Introduction: Professional education of mental health specialists seeks not only to develop knowledge and skills, but also to keep from forming stigmatized attitudes towards their patients. Aim. This study aimed to compare psychology students’ stigmatizing beliefs in two countries: Lithuania and the US. Method: A total of 528 psychology students (110 from the US and 418 from Lithuania) participated in this cross-sectional survey. Students answered questions relating to distancing from people with mental illness, emotional reactions, causal attributions and community attitudes towards mentally ill individuals. Results: Lithuanian psychology students reported a stronger desire for social distance, expressed more fear, anger and pity, and were less optimistic about the possibilities of personal control of illness than US students.

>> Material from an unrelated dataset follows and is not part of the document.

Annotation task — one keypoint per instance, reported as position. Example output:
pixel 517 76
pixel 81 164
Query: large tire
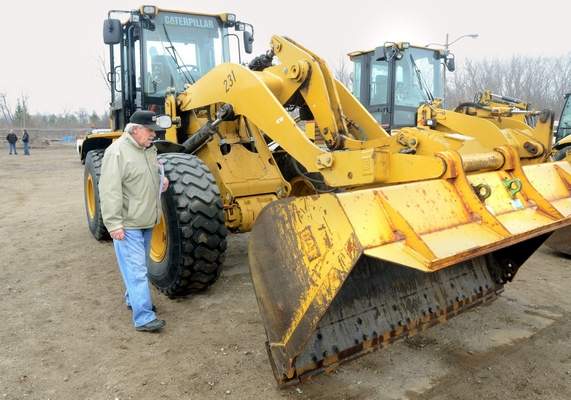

In both countries, social distance decreased, and support to community mental health care increased with education. However, only minor changes were observed in emotional reactions and cognitive beliefs about mental illness. Fear and anger significantly correlated with disagreement of community mental health care ideology and social distance. Discussion and implications for practice: Results illustrate that culture is important in stigmatizing attitudes despite of professional education. Affective dimensions of stigmatizing beliefs might be a special target planning anti-stigma interventions for mental health professionals.